Over the past several months, I have taken on the difficult task of writing a screen play. It is difficult for me because all my training and writing has been novels and the two genres are much different. When I reach a point of frustration, as I often do, I walk away from the computer, go to the television and tune into my additional frustration, and that is watching August Wilson’s Pulitzer Prize winning play, Fences as a movie. My frustration is with the main character, Troy, played by Denzel Washington (whom I feel did an excellent portrayal of the character). He is the reason I keep going back to this movie every time I want a break from my primary frustration. The problem is I really want to like Troy because he is a Black man as I am, and even though his struggles with this country occur years earlier than mine, they are similar. But that is where our commonality ends.

I am not sure exactly what Wilson was doing with this character, or if he even cared how we the viewer would feel about Troy. Before deciding to write about this very complicated character, I read a lot of reviews by critics and the most important people of all, those who also saw the movie. One fact that is undeniable, Troy causes an emotional response in people and maybe that was Wilson’s goal. If so, he succeeded. But then what type of emotion did the viewer get, and is that important? I feel that it is! And just as important is what kind of perception or image did he create in the minds of young Black boys and men who saw the movie?

Is it the image of a failed baseball player who never makes it to the major leagues because of racism? Is it the image of a man who brings his paycheck home to his wife every Friday, but then goes out and spends time with another woman because, as he suggests, he needs his space? Is it the image of a man who finds his joy in hanging out in the backyard, drinking gin with his friend and talking about his past escapades? How do you really measure the value of a man who brings a baby he is fathered by another woman, home to his wife of eighteen years and asks her to take on the role of mother? How insensitive is that, and are we supposed to find value in this man because life has thrown him too many curve balls that he just couldn’t hit? Is it the image of a man who berates his son and enters into a physical fight with him because he was responsible for him being in the world and he deserves more respect for that?

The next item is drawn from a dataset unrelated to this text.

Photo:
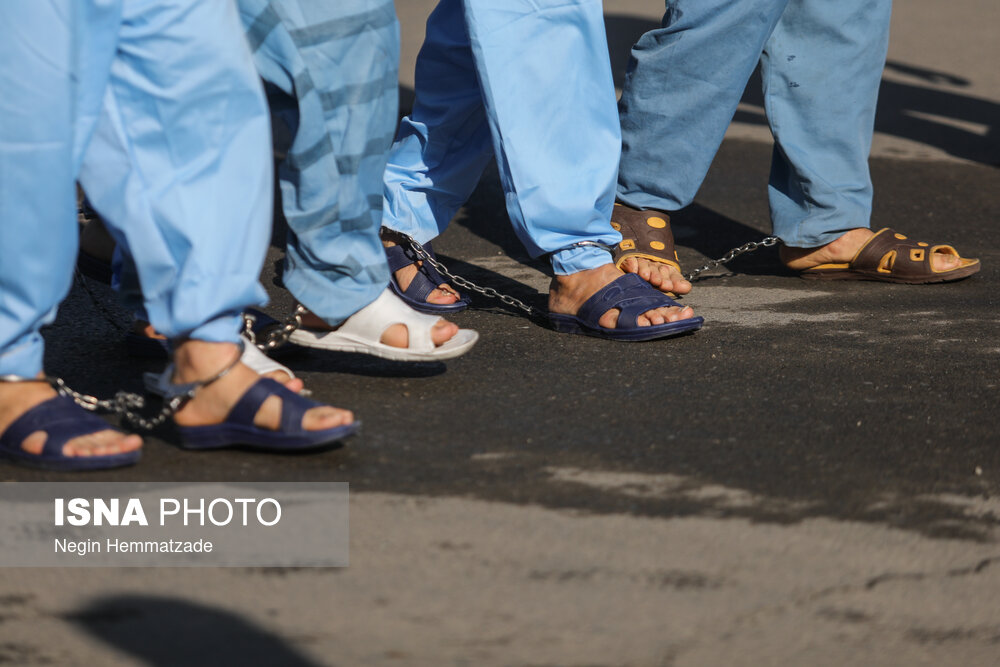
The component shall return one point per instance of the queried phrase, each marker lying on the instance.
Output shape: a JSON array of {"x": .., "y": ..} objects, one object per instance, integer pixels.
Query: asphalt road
[{"x": 809, "y": 479}]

I am not sure which of the two frustrations I will manage to overcome, attempting to master the art of writing a screen script or finding some value and worth as a man in Troy. With any luck it will be the first one because, honestly, I don’t think I want to conquer the second one. Because if I do, I will find some value in a man who cheats on his wife, beats his son, and lacks the ability to know that he has made their lives miserable because of his own weaknesses and insecurities.

In my attempt to assess what August Wilson was trying to accomplish by creating this very dysfunctional family, I must ask the question should fiction imitate life or should fiction influence life to make it better? The great Peruvian Nobel Prize winning author, Mario Vargas Llosa, in his creative writing work book, Letters to the Young Novelist, has written that the novelist looks at the world the way it is and then dreams of how it can be better, and that is how he or she should write. He also advises the young novelist that fiction is the window to view the soul of a people. Plays and films also fit into this category. Is Troy’s world what we aspire for our young, and when future generations view that movie will that be the impression they have of us back in the Twentieth and early years of the Twenty-first Centuries. As writers and hopefully, dreamers, do we owe them something much better than the image of Troy? If we don’t, why are we writing?

No doubt August Wilson was a very good playwright, but I also believe the story he tells in Fences is one that most Black people have lived and don’t necessarily need to be reminded of in plays and movies. We deserve something much more enlightening and therefore empowering as a people.


  1. I didnt see the movie but when it is mentioned in my earshot, I get a wave of different emotions from the people talking about it. I dont want to be reminded of a very bad time in black lives, but I dont want to forget how it was ether, fiction or not.

  2. The closest I can come to identifying with this post is remembering how I felt about James Earl Jones after seeing him in “The Great White Hope”. I know this boxer was not fictional, but I’m not sure if the movie was always factual. I do know that I hated James Earl Jones after seeing him beat his wife in the movie, even though I know he was playing a part. I did not hate Jake Jefferson, the boxer.. But James was so good in the part that he made me hate HIM. Was this the writer’s doing? Did he (or she) want the part played this way? Like there was simply no good in Jack Jefferson? Because I would not watch another James Earl Jones vehicle for a long time after watching this movie. Of course, I got over it. James is the Best.